Amund Tveit attended Accel’s Big Data Conference and came away with some interesting takeaways. This spurred him to do a mental exercise on what it would take to store a year’s worth of Twitter’s tweets in RAM:
Keeping 1 year worth of tweets (including metadata) and (a crude) index of them in-memory is costly, but not too bad. I.e. 1.36 Million USD to keep 1 years worth of tweets (124 billion tweets) for 1 year in an (distributed) in-memory hashtable (or the same amount of tweets stored in the same hashtable for one day costs approximately 3732 USD).
Q: So, is it time to reconsider using hard drives and SSDs and consider going for RAM instead
A: yes, at least consider it and combine with Hadoop. …

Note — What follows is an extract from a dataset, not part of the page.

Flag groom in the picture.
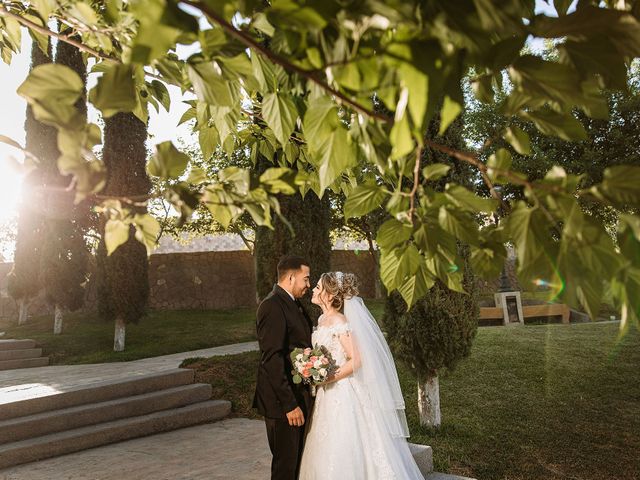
[253,256,311,480]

Obviously $1.36 million dollars is a heap ‘o kale, but there are probably businesses with that scale of data and a competitive need for that speed of processing. It‘s extreme now, but 15 years ago buying terabytes off the Costco shelf was unimaginable to most people.

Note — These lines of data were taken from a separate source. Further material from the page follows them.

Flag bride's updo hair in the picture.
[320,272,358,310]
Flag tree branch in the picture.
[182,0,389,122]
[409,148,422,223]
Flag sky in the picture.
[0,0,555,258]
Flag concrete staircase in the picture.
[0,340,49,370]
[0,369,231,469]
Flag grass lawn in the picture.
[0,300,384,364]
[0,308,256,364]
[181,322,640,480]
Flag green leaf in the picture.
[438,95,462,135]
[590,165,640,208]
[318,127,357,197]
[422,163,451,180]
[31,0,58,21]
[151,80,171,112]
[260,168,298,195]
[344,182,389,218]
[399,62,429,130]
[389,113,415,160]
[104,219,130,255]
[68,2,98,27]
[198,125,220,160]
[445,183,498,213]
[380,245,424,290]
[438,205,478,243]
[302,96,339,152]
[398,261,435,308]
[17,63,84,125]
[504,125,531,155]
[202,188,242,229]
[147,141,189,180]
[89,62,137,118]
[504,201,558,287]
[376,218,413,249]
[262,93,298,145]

Other nuggets that struck me between the two posts include the fact that Twitter sees 340 million tweets per day and that realtime processing is a hot topic. I personally had the feeling that “realtime at scale” is the new frontier but this is a shred of confirming evidence.
Don’t know about that “combine with Hadoop” comment though. The more I find out about Hadoop the less impressed I am.